Tuesday, January 14, 2014

Step 4, Part 3: Reconstructing an Entire Scene using Point Cloud Registration

Now is the time to put the process decided in the previous two posts to the test. I used the Microsoft Kinect to capture point clouds from -30 degrees all the way up to 30 degrees in 10-degree increments resulting in seven point clouds at different angles. The process is a little different now because moving all of the point clouds up from -30 degrees to 30 degrees and apply the ICP to each of them will make the process inefficient as the process goes on as the number of point start to increase with each new point cloud being added. In this case, the point clouds from -30 to 0 degrees will be combined together and point clouds from 10 to 30 degrees will be combined together, resulting in these two point clouds being combined at the end to produce one single point cloud. Here are some pictures of the results of the process:

Before applying rotation

After applying rotation (1,664,196 points)

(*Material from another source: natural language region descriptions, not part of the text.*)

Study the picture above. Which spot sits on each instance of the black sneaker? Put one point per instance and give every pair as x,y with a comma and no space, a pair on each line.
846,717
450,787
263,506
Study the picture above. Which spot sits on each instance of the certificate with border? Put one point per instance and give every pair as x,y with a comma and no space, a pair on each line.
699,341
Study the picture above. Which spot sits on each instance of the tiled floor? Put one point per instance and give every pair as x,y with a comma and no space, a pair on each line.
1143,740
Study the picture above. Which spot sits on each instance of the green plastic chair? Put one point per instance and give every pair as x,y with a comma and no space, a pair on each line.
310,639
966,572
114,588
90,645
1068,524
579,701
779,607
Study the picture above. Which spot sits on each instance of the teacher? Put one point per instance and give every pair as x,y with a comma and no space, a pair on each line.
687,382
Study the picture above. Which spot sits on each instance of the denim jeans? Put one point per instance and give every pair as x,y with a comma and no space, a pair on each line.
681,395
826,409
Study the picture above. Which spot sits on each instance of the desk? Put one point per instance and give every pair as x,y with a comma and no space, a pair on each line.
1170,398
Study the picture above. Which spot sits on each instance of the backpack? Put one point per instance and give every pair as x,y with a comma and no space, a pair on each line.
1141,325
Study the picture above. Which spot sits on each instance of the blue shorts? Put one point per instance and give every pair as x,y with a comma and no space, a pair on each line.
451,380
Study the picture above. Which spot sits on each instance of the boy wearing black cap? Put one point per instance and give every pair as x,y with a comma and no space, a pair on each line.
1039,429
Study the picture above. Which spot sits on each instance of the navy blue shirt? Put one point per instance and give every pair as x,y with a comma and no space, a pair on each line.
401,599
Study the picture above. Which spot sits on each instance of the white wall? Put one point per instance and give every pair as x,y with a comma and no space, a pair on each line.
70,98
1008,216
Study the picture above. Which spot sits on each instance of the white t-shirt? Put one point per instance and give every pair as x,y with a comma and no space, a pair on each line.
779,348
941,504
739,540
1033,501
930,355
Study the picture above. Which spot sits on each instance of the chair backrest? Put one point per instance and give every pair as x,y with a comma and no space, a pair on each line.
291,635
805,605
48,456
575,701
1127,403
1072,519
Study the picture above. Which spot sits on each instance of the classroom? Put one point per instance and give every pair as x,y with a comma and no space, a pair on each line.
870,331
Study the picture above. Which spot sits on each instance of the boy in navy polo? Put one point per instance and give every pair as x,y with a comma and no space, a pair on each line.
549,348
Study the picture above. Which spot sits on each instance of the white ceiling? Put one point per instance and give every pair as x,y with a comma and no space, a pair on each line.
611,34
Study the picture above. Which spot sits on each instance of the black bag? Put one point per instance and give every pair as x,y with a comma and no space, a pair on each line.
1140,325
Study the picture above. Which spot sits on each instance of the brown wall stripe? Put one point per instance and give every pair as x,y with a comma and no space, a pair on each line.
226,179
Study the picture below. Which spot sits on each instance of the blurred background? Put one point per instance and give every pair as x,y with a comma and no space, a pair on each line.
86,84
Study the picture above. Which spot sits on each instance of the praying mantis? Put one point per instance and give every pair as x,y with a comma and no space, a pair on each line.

After applying ICP to top and bottom halves of scene (Top -  678,301 points / Bottom - 985,895 points / 1,664,196 points Total)
After applying final ICP and combining all of the point clouds (1,664,196 points)


The final resulting point cloud has around 1.6 million points so applying the voxel grid is very useful for this point cloud. Now that we know that Point Cloud Registration is efficient and most importantly works, we can move on to using multiple Kinect and using the same process as described in the previous posts.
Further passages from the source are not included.